Is that possible that debugging on a production module is not feasible?
In addition, I can’t see any time line from profiling tool, so except for simply running applications, it’s not able to use debugging tool and profiler for debugging purpose.
Further error I found :
When I checked CUDa toolkit path with [browse…] button, I found out there’s an error shown below the icon of cuda-gdb saying it has an operation failed.
From the screenshot above , i can see that you have the CUDA Software preemption enabled. That a beta feature not needed on NX.

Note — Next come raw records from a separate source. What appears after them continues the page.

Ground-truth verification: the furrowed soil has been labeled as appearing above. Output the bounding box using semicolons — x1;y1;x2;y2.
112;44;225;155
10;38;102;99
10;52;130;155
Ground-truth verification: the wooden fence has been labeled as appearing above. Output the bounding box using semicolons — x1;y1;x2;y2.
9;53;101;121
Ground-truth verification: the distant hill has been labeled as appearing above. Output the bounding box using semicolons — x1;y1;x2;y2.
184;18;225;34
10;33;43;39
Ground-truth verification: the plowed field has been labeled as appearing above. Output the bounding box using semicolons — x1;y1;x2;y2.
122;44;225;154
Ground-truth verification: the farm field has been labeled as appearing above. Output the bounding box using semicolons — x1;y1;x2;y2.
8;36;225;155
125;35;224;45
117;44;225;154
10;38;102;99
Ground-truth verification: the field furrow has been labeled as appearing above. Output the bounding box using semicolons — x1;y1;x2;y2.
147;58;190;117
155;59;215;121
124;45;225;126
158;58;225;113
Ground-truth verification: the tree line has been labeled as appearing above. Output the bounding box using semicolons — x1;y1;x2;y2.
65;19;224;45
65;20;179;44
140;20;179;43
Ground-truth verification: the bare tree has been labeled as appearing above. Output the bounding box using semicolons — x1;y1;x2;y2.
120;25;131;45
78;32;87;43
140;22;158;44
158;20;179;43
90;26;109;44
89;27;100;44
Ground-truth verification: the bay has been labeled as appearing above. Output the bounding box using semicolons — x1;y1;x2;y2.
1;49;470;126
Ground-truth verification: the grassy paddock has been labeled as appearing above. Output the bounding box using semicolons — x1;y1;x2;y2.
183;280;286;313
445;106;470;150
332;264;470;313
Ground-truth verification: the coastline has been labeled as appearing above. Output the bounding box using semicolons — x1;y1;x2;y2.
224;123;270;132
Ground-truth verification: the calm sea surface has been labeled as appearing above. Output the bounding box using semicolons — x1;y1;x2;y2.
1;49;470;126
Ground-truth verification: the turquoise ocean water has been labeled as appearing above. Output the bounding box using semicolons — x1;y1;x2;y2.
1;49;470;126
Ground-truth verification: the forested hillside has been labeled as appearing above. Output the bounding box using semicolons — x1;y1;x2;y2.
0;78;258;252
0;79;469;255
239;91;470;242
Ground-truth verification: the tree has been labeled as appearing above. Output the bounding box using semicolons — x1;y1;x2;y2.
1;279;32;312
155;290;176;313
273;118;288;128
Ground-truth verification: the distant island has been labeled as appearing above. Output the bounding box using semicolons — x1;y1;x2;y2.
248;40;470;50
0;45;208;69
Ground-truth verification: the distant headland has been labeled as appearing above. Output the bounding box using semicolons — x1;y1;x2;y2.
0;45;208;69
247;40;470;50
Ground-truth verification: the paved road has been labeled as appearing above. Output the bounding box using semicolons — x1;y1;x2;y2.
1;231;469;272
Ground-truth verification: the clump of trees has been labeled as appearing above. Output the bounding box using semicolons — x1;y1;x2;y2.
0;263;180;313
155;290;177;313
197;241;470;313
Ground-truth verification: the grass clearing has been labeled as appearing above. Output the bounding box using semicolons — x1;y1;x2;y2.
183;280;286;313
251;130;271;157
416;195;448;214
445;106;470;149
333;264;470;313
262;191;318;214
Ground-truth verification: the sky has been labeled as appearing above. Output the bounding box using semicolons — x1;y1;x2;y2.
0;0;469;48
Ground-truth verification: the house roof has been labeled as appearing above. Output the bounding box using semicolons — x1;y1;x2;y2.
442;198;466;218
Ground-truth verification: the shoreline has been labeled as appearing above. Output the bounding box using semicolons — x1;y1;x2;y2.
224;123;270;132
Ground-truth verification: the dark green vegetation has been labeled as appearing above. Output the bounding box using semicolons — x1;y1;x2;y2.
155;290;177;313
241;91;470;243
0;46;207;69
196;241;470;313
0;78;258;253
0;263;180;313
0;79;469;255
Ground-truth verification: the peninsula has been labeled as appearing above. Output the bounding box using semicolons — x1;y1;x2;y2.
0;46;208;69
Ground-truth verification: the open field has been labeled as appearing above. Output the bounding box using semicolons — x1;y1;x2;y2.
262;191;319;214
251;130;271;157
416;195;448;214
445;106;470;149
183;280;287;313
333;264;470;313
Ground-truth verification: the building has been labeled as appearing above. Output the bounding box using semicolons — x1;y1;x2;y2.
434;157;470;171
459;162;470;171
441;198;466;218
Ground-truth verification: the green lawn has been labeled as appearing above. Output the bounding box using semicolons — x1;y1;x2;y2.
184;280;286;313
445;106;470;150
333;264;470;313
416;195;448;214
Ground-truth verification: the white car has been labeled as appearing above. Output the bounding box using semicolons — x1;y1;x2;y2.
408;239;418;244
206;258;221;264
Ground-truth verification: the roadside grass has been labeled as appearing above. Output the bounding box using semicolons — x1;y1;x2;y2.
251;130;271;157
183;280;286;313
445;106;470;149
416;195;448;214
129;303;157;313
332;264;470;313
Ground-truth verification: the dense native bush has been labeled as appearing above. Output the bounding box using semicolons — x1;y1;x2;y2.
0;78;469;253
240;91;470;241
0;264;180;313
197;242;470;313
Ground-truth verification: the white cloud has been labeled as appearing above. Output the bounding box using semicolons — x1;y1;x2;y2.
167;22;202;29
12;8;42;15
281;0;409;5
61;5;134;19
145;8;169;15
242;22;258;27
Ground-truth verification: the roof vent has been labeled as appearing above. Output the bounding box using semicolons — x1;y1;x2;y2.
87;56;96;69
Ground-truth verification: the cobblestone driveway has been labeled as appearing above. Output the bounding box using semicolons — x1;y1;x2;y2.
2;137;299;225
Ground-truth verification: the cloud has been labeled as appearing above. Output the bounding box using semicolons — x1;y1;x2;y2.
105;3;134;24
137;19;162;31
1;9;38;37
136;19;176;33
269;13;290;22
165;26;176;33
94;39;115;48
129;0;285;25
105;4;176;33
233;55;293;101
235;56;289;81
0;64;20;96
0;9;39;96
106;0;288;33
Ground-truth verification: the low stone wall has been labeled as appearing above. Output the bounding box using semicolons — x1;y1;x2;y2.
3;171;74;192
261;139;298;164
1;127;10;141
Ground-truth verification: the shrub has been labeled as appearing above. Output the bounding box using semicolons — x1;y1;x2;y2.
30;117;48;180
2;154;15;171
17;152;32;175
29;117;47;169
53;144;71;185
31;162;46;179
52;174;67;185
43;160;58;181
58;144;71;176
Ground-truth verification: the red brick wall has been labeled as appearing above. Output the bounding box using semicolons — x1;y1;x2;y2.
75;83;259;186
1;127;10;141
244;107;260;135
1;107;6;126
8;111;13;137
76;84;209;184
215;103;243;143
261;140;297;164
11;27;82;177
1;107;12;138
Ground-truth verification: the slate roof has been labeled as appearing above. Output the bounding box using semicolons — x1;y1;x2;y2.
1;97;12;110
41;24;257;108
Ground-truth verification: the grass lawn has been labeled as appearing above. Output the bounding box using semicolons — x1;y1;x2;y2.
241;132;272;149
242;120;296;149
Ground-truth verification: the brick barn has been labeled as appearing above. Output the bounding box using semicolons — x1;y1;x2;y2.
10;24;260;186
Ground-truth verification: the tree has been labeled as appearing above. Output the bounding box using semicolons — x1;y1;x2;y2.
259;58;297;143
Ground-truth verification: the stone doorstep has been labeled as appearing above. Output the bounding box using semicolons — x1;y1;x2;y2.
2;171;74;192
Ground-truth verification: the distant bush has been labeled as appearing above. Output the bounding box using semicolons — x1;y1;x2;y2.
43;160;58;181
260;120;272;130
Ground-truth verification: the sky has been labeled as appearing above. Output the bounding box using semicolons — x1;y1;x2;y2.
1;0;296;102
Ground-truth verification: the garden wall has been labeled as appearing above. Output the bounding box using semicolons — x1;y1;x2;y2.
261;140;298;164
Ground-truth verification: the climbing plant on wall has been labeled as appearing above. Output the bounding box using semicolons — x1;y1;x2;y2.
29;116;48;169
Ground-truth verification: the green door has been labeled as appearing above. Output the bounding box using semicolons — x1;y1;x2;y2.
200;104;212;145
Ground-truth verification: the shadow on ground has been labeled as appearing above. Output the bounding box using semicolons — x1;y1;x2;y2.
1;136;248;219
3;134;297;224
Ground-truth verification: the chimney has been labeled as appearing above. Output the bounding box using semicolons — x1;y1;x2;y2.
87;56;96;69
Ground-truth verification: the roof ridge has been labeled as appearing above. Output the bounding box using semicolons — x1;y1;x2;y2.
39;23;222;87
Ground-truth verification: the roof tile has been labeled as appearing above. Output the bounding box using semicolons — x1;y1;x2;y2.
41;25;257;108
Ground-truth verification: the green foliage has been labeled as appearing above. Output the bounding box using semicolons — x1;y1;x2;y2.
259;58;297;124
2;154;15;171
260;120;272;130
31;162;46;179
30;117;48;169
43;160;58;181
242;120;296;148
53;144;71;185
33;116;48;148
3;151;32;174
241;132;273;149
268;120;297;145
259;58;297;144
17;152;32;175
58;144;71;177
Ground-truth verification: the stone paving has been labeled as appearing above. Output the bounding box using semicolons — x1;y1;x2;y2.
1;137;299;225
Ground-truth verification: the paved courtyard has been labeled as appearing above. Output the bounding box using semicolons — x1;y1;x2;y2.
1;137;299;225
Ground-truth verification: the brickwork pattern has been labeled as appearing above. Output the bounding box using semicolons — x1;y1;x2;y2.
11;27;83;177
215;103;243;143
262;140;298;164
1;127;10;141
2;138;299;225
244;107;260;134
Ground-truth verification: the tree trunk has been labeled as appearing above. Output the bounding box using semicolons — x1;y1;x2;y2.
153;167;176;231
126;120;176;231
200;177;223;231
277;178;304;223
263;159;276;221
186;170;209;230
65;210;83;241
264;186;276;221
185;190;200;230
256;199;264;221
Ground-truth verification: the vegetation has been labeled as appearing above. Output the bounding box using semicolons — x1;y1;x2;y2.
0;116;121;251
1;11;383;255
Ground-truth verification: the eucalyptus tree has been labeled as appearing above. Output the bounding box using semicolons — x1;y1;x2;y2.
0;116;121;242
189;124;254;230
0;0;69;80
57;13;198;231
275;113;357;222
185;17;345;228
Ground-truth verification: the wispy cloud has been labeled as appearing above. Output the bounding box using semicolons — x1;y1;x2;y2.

Can you try the following :
- Disable CUDA software preemption
- Run the following command on Target before debugging :
sudo chmod a+rw /dev/nvhost-dbg-gpu /dev/nvgpu-pci/*
Hi neel, thank you for your reply!
I’ve tried to run
sudo chmod a+rw /dev/nvhost-dbg-gpu /dev/nvgpu-pci/* on NX, but it shows a message :
cannot access ‘/dev/nvgpu-pci/*’: No such file or directory.
And then I go to check this path where there’s no nvgpu-pci directory in /dev. So, does it mean I’ve missed something during installation?
Its ok , you didnt miss anything. The drive exists on Drive which has an iGPU and a dGPU as compared to Jetson which only has iGPU.
Can you please try running.
sudo chmod a+rw /dev/nvhost-dbg-gpu after disabling CUDA software preemption?
It works! After I’ve tried running
sudo chmod a+rw /dev/nvhost-dbg-gpu , now I can debug both my CUDA application and CUDA samples(I test it with OceanFFT) without any problem. It has solved the problem of CUDA driver initialization failed. Pleased beyond words!
However, I’ve got another error about Profiling tool. When I profile my CUDA app, it shows nothing in perspective window, but showing an warning message(ERR_NVGPUCTRPERM - The user does not have permission to profile on the target device.) in the console.